The lights of the city sparkled below as I stopped to rest. My legs wanted to continue to climb as if they held all of my excitement. My heart pounding in my chest wanted to rest. The moon was bright enough to outline the trail but the shadows from the trees, the intermittent patches of ice, and the rocky footing meant that I needed to use my flashlight. I worried that the cold wind would suck the life out of my flashlight batteries but I had an extra flashlight with fresh batteries for backup so I decided to continue.
I was halfway up Sugarloaf Mountain at a sort of lookout. I had to get my heart to quiet down before I could continue. It was reminding me that its been awhile since I last worked out. I knew the next section was steeper with sections of old cement stairs, rocks and the long set of steel rung steps. I now knew I had made the right decision to climb to the peak on this cold, dark November night. The sky was clear and the stars were out. I had been thinking about getting this photograph for a long time and knew that the snow would soon make this trip even more difficult. I also had some new star trail software to try out. The view of Campbellton and the Gaspe from the peak would make a perfect foreground for the stars.
I finally came over the last rocky scramble at the peak and soon was taking in the open view of the city below. The stars in the sky seemed infinite. I quickly took off my jacket to cool down and just as quickly put it back on once the cold November wind carried away all the heat I was building up. I explored the peak to find the best place to set up the camera. I tried the lookout platform but the grates made it hard to place the tripod and I thought there was enough wind to shake the platform. I finally settled on the smaller square column that made a perfect platform for a tripod. It was also the best angle for a split view of the city below with the stars above the dark outline of mountains on the Gaspe Peninsula.

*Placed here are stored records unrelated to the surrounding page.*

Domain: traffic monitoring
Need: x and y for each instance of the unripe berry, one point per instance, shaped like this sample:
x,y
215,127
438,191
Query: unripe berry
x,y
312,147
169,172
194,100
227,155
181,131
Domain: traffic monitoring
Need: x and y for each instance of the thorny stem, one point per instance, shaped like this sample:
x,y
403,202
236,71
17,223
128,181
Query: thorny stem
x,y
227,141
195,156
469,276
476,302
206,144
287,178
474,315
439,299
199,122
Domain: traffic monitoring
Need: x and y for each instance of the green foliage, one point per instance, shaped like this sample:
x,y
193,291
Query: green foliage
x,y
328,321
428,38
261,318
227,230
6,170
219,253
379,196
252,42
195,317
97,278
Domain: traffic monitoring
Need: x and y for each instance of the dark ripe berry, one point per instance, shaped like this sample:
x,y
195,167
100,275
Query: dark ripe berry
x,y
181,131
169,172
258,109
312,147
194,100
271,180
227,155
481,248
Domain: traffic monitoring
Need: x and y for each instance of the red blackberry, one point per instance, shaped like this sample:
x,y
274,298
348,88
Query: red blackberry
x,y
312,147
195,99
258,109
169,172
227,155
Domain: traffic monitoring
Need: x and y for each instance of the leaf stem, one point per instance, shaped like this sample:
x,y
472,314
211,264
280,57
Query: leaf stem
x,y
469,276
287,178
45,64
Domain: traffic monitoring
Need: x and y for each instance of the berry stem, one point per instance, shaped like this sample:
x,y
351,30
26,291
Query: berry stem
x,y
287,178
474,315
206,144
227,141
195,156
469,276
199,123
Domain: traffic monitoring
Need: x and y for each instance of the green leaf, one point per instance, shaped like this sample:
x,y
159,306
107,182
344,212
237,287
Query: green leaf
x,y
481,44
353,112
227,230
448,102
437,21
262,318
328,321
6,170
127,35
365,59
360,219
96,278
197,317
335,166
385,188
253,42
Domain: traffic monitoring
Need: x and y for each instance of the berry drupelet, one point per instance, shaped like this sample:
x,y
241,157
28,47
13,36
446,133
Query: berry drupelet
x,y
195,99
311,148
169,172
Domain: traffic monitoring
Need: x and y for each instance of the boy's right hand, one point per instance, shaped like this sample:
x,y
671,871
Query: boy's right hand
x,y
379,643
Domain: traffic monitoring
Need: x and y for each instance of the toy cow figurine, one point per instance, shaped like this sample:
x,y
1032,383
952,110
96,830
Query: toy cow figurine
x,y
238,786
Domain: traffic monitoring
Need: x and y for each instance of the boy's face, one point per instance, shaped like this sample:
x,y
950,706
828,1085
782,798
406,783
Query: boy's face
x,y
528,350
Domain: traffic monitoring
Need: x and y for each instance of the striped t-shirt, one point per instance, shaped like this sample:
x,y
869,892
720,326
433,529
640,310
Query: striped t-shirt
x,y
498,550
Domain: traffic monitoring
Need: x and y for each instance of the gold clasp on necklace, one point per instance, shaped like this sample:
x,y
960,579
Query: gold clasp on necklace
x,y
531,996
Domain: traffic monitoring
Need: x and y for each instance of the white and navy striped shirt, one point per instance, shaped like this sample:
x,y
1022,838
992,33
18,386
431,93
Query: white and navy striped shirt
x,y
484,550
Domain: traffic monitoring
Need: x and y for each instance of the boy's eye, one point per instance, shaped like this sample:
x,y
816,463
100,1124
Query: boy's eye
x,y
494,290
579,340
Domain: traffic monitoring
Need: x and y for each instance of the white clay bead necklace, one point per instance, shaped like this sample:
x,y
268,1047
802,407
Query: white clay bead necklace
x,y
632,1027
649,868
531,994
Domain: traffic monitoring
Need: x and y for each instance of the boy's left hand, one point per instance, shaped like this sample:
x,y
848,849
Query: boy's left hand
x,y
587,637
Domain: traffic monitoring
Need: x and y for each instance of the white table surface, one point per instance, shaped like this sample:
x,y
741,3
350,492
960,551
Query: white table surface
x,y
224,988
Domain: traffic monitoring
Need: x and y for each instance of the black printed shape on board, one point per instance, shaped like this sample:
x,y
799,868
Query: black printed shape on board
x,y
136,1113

I put fresh batteries in the camera and my remote release, and took a few test shots. I adjusted the exposure and added a grad-ND filter to balance out the brightness of the city below and make the stars brighter. I started the timer to take 30 second exposures every 30 seconds. My “work” was done for the next hour if my batteries didn’t die before then from the cold. I put on my gloves to keep warm and I continued to explore the peak and take in the spectacular view.
I found several other angles from the peak that I wanted to photograph when the timelaspse/startrail sequence was complete. Then I waited. I wondered how the startrail photo would turn out, wondered if the wind was shaking the tripod, wondered if I was wasting my time when I could be back at the hotel going to bed early. Then I realized that I would want to be here even if I didn’t have the camera. What an incredible way to spend a clear, starry, November evening.
When the hour was up I quickly set up to take the other photos I had planned. I played with light painting the rocks and the lookout platform. The wind was much colder now so my hands were getting quite numb. I finally packed everything up and started my decent, which would eventually take me back to a warm bed at the hotel, dreaming about what I could do differently on my next visit.